The second law, Communicate Carefully, involves making a continuous effort to minimize the risk for misunderstanding and misinterpretation by being as clear as possible in your words and digital body language. It means keeping employees and teams informed and up-to-date, and then checking in constantly to support their efforts. From realizing that a “brief” message is not always a “clear” one, to eliminating tone-deaf language, to everything in between, communicating carefully restores the alignment lost to lack of clarity.

The third law, Collaborate Confidently, is about the freedom to take conscious risks while trusting that others will support your decisions. It involves prioritizing thoughtfulness while reducing groupthink behavior. This might mean allowing the remote member of a team to moderate a live meeting, creating a sense of inclusion and also reducing the bias we tend to have toward in-person teammates. It could mean using the virtual chat in a video meeting to collect team opinions before calling on people with different ideas to speak up instead of listening to the loudest people who agree with one another first.

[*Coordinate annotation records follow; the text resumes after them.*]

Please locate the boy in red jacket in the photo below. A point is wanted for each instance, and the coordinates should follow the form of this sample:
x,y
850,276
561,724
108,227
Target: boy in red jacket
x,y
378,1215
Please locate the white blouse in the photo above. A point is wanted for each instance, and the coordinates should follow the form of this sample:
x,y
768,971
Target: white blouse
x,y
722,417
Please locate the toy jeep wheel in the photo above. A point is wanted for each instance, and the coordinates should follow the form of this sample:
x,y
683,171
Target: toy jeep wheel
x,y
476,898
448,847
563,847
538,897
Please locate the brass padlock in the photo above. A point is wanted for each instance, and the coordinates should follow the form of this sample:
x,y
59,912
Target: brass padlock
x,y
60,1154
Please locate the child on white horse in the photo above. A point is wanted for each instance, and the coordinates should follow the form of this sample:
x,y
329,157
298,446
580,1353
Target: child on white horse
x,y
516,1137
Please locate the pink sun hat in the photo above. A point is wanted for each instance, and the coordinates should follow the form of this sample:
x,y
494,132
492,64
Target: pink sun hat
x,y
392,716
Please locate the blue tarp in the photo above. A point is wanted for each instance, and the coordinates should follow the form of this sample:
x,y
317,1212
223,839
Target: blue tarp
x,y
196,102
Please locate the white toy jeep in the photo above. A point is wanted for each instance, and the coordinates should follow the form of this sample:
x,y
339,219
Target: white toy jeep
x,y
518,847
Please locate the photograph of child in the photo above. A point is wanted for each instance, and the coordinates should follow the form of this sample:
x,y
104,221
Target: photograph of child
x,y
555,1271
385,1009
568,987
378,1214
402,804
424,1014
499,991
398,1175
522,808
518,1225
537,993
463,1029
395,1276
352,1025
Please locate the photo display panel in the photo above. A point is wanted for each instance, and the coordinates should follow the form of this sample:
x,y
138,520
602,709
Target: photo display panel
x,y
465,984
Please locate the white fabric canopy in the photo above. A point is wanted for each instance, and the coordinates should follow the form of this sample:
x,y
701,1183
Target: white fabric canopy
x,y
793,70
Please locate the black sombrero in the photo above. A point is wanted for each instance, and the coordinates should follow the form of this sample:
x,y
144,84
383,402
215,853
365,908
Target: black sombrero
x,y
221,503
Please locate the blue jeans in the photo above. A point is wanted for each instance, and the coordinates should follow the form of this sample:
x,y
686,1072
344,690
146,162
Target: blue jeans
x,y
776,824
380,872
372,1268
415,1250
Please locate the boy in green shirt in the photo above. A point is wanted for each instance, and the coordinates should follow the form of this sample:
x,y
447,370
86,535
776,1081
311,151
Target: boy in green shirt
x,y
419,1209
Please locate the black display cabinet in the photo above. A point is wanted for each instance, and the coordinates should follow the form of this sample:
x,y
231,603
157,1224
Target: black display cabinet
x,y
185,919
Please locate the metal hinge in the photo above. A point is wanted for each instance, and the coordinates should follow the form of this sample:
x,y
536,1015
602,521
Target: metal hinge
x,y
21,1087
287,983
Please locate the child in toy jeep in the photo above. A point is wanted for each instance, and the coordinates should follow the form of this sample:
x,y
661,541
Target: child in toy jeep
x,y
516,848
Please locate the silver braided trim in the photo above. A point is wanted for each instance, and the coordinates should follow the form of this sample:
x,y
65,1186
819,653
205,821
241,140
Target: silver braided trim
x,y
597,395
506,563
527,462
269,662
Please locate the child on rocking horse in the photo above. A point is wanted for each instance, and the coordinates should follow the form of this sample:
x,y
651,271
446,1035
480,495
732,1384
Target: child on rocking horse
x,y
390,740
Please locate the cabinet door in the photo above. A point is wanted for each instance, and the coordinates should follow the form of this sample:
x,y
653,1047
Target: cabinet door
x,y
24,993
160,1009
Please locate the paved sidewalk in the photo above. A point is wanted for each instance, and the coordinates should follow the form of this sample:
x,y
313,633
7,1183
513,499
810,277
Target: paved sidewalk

The fourth and final law, Trust Totally, means you have an open team culture, where everyone knows they’re listened to and where everyone can always ask one another for help. No one wastes time sweating the small stuff, where an ambiguously worded message or late-to-arrive response doesn’t automatically give rise to fear or anxiety and where we confidently assume everyone is on our side. A Trust Totally workplace environment only happens after the first three laws have been implemented, yielding 360-degree engagement.

Can you give us some examples of what good digital body language looks like, in practice?

As I describe in Digital Body Language, reading carefully is the new listening, and writing clearly is the new empathy. Before you send off that next email, pause and make sure that it is communicating the right message to the receiver. Every communication channel brings with it a set of underlying meanings and subtexts, so ask yourself if an email is the best way to convey the urgency and importance of the message or if a Slack or phone call would be a more efficient option.

When we type, we move at lightning speed, which costs us accuracy, clarity, and respect. While brevity can make a person appear important, it can also hurt your team and your business. Getting an ambiguous email means the recipient has to spend time deciphering what it means, causing delays and potentially leading to costly mistakes. Proofreading emails before sending them to avoid making digital errors and if you don’t have time to give a thoughtful attention to an email, send a quick reply acknowledging you received the message and that you plan to get back to it at greater length as soon as possible.

What does the future hold for digital communication and collaboration at work?

As the future becomes increasingly digital and even the most conservative, long-lasting fields and businesses look to reinvent themselves virtually, it’s more crucial than ever to master a common digital body language in order to enable clarity, speed, and efficiency. When I was writing my book, I learned that understanding the nuances of digital body language doesn’t merely solve problems, but it also opens up deeper, better ways for all of us to relate to one another and foster a sense of inclusion and belonging. In the work environment, this reduces friction, limits bureaucracy, and flattens the differences across genders, generations, and cultures. Alleviating a widespread source of professional confusion and pain, we can access a much broader diversity of perspectives and ideas. By establishing clear digital body language norms, we can succeed in the modern workplace and build stronger trust, connection, and authenticity among our teams in the future.